The system resource of the server is specifically the CPU idle rate of the server and the size of the idle value of the memory.
Specifically, the CPU Idle rate is generally expressed by the size of the value of idlecus, i.e., System idles, whose full name is System Idle Process, i.e., the System Idle value, and the larger the value of idlecus, the lower the CPU occupancy. For example, when the "System Idle Process" Process occupies 2% of the resources, it means that only 2% of the resources of the machine are currently Idle, i.e., the machine may be infected with a virus or occupied by other programs by 98%. In other words, the larger the System Idle Process occupies resources, the more resources are available to the System. In this embodiment, a shell script language may be used to collect the CPU idle rate of the server in real time, and of course, any processor language, software, or hardware capable of realizing the collection of the server resource utilization rate in this embodiment is within the scope of this application.

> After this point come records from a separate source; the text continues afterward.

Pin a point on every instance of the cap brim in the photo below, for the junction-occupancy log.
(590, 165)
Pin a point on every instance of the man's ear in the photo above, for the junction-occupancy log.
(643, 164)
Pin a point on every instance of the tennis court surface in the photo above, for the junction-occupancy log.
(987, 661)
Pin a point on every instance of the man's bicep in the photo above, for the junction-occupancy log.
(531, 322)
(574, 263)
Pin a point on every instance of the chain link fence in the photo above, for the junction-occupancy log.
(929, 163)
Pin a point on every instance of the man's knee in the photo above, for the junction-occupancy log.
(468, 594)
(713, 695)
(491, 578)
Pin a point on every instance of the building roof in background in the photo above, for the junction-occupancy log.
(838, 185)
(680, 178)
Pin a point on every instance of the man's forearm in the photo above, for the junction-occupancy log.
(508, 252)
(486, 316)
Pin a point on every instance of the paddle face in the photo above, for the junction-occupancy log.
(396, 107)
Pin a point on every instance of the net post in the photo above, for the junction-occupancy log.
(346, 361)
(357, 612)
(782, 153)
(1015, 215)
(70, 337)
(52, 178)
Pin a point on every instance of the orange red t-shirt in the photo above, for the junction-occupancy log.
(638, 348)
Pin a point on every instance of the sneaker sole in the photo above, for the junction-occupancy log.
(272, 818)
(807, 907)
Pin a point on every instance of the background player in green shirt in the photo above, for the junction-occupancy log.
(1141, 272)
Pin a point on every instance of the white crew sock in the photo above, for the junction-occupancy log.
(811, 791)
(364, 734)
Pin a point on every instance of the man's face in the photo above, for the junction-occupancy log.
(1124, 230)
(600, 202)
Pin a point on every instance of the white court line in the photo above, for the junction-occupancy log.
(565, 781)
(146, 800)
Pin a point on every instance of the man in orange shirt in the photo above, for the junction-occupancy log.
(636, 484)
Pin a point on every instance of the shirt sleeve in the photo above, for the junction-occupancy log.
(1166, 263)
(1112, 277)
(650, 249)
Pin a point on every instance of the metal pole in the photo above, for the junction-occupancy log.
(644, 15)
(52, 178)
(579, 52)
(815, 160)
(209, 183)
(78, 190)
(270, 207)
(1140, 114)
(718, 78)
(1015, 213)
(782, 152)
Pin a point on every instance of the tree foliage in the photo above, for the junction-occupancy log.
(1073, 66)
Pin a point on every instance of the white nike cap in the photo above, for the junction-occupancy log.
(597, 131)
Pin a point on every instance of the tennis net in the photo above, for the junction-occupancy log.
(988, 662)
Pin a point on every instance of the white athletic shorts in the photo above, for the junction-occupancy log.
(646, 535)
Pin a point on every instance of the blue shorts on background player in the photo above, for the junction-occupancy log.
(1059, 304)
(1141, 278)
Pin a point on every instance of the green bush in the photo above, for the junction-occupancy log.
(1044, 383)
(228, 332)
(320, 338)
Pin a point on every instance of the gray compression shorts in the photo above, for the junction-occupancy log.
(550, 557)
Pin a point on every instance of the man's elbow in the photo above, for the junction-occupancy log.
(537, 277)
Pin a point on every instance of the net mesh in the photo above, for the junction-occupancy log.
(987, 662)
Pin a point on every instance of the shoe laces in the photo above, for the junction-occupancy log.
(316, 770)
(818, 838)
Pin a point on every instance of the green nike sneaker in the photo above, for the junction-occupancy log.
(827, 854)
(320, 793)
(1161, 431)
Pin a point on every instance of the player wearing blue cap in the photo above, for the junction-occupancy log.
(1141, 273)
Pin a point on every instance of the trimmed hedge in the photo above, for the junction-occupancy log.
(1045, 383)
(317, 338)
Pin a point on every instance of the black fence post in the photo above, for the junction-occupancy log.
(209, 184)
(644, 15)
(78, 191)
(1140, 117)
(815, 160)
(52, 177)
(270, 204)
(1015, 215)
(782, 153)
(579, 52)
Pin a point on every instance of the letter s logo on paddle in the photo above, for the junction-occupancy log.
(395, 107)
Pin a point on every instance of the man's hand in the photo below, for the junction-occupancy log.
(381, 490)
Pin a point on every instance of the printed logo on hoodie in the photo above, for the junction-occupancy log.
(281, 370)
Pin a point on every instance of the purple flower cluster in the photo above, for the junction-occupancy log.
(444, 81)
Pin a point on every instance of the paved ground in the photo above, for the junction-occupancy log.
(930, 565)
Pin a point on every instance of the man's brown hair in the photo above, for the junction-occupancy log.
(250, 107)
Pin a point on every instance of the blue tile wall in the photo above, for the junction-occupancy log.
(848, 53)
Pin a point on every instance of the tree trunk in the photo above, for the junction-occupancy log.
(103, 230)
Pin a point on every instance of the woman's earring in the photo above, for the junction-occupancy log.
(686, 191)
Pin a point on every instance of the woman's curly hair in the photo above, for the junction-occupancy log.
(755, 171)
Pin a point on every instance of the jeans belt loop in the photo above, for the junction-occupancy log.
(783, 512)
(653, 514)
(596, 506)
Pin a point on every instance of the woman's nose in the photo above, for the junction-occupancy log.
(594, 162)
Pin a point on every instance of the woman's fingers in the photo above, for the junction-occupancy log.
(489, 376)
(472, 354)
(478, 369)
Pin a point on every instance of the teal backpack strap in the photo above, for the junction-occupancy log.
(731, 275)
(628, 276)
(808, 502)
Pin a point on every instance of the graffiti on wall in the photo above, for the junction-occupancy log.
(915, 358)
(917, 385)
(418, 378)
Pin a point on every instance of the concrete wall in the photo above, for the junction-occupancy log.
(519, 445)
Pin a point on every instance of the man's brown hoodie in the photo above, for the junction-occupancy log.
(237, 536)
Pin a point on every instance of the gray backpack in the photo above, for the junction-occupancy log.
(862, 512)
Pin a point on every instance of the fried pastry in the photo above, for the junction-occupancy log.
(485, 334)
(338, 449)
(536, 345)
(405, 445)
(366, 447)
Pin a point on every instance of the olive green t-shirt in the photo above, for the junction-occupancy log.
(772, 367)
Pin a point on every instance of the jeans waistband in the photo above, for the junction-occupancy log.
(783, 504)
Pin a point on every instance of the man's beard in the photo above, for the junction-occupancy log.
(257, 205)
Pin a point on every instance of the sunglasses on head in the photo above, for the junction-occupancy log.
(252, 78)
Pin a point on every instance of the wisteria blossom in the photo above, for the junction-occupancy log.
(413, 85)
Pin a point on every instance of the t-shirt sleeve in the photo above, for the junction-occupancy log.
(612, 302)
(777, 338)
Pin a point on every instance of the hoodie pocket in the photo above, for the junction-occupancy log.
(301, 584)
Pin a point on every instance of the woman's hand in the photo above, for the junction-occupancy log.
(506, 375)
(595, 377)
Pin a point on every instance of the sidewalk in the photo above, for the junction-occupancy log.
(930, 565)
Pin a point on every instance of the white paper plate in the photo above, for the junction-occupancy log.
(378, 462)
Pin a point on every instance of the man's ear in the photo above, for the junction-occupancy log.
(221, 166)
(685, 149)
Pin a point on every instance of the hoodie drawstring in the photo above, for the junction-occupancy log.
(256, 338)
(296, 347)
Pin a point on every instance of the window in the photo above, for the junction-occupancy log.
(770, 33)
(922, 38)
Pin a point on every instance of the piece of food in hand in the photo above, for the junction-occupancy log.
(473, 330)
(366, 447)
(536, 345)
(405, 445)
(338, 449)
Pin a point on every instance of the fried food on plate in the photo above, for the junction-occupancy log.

Meanwhile, in the embodiment of the application, when the CPU idle rate of the server is obtained, the remaining memory data of the server also needs to be obtained. The server memory is mainly used for storing temporary data and caching, temporary processing data are put into the memory, direct hard disk reading is avoided, and therefore the reading speed of files during data processing is improved. The server system occupies less memory, and the amount of memory consumption depends on the amount of data processed by the server. Therefore, before the file is divided, the residual value of the memory is used as the basis of the file division in the data processing process, and the size of the loaded file can be dynamically adjusted, so that the memory overflow caused by the overlarge loaded file is avoided.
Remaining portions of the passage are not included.